O primeiro desses projetos paralelos foi o sequenciamento do genoma da Escherichia coli, bactéria comum, muito usada em microbiologia molecular.
A E. coli tem apenas um cromossomo com o total de 4,7 milhões de pares de bases nitrogenadas, e o otimismo dominante em 1990 quanto ao seu sequenciamento previu que essa tarefa, confiada a Fred Blattner, da Universidade de Winsconsin (EUA), seria cumprida em quatro anos.
Mas infelizmente as previsões estavam erradas e agora, quando o prazo está para esgotar-se, descobriu-se que somente 40% das bases se acham sequenciadas.
Muito se têm discutido as razões do grande atraso, mas, de um modo geral, se pode afirmar que o prazo foi calculado antes de se conhecer a tecnologia a ser usada.
Blattner empregou a que havia de melhor naquela época, que se revelou muito lenta.
Só depois apareceram máquinas de rápido sequenciamento. Os resultados de Blattner se aceleraram muito nos últimos tempos, mas mesmo assim, a E.coli não será o primeiro indivíduo de vida livre a ser sequenciado, como era intenção dos coordenadores do projeto.
Usando tecnologia mais moderna, o Institute for Genomic Research (TIGR), em Gaithesburg, Maryland (EUA), anunciou haver sequenciado 99% de outra bactéria, Haemophilus influenzae, causador de otites e com 1,9 milhão de pares de bases nitrogenadas, num tempo recorde de seis meses.
Já se haviam sequenciado genomas de vírus, mas estes não são indivíduos de vida livre.
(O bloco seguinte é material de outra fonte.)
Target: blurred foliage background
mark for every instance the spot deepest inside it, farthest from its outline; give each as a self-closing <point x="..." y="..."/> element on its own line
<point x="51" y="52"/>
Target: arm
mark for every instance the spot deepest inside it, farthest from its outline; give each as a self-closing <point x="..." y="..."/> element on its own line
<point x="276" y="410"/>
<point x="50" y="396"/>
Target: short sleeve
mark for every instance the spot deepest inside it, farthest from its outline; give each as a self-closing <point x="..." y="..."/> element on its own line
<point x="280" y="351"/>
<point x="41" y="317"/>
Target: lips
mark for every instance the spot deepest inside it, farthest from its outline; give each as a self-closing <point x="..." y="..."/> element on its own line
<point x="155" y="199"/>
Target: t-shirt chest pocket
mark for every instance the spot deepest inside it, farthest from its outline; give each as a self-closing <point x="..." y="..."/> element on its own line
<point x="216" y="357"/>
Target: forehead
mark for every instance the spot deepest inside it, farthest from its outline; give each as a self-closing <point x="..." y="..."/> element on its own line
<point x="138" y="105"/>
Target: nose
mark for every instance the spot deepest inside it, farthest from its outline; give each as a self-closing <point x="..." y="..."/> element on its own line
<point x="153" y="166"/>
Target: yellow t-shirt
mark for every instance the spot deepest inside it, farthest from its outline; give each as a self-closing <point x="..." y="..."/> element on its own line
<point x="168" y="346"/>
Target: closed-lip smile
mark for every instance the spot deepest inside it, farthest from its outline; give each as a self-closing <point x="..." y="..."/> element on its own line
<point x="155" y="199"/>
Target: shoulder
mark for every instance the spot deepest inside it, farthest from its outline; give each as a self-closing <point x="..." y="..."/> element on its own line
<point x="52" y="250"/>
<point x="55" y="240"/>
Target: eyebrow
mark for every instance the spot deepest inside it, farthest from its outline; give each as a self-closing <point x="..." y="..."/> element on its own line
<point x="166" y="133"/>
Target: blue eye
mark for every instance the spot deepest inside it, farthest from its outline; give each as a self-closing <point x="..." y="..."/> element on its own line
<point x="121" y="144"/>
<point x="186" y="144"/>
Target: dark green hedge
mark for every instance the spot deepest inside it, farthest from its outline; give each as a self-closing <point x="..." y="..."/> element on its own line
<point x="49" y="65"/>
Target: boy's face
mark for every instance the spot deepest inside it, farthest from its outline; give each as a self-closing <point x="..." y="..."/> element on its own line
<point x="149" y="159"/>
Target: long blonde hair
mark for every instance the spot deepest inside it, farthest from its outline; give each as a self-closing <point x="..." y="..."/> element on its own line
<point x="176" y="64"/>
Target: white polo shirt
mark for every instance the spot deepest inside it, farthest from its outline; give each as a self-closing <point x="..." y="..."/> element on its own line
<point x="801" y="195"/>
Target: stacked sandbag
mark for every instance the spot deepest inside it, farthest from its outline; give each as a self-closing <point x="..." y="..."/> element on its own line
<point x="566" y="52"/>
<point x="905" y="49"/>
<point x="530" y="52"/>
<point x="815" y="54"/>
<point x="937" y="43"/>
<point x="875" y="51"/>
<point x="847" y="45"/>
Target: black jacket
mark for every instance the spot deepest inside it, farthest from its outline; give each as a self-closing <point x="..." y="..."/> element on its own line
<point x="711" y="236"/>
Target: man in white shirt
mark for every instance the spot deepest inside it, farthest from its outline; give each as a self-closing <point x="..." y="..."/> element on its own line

O trabalho da TIGR seguiu todo o ritual adotado nesse gênero de tarefas, com publicação e correção, depósito no Gen Bank etc.
Acontece, porém, que a comunicação da TIGR foi, na última hora, ``atravessada" por um comunicado de imprensa segundo o qual a Genome Therapeutics Corp (GTC), de Whaltam, Massachusetts (EUA), havia feito o sequenciamento de Helicobacter pylori, bactéria associada a úlceras pépticas, negando-se porém a seguir os procedimentos éticos e deixando claro que seus objetivos são pura e simplesmente comerciais.
Mas, de qualquer modo, atrapalhou a prioridade de H. Influenzae.
Nesse ínterim, o Departamento de Energia decidiu patrocinar por métodos rápidos o sequenciamento de três bactérias de 1 milhão a 2 milhões de bases, que vivem em altas temperaturas e poderão proporcionar parte da informação que se esperava da E. coli.
Algumas dessas bactérias convertem produtos residuais em metano, devendo auxiliar a identificação de enzimas industrialmente importantes.
Talvez a E. coli não figure nem mesmo entre os dez primeiros sequenciamentos de indivíduos de vida livre.
Nem por isso deixará de ser um dos mais úteis, pelo rigor do sequenciamento, pelo meticuloso expurgo de erros e cuidadosas anotações, pela identificação de genes e regiões reguladoras, pela correlação dos genes com funções biológicas e outras muitas qualidades que tornarão sempre lembrado o nome de Blattner, apesar de seu aparente malogro.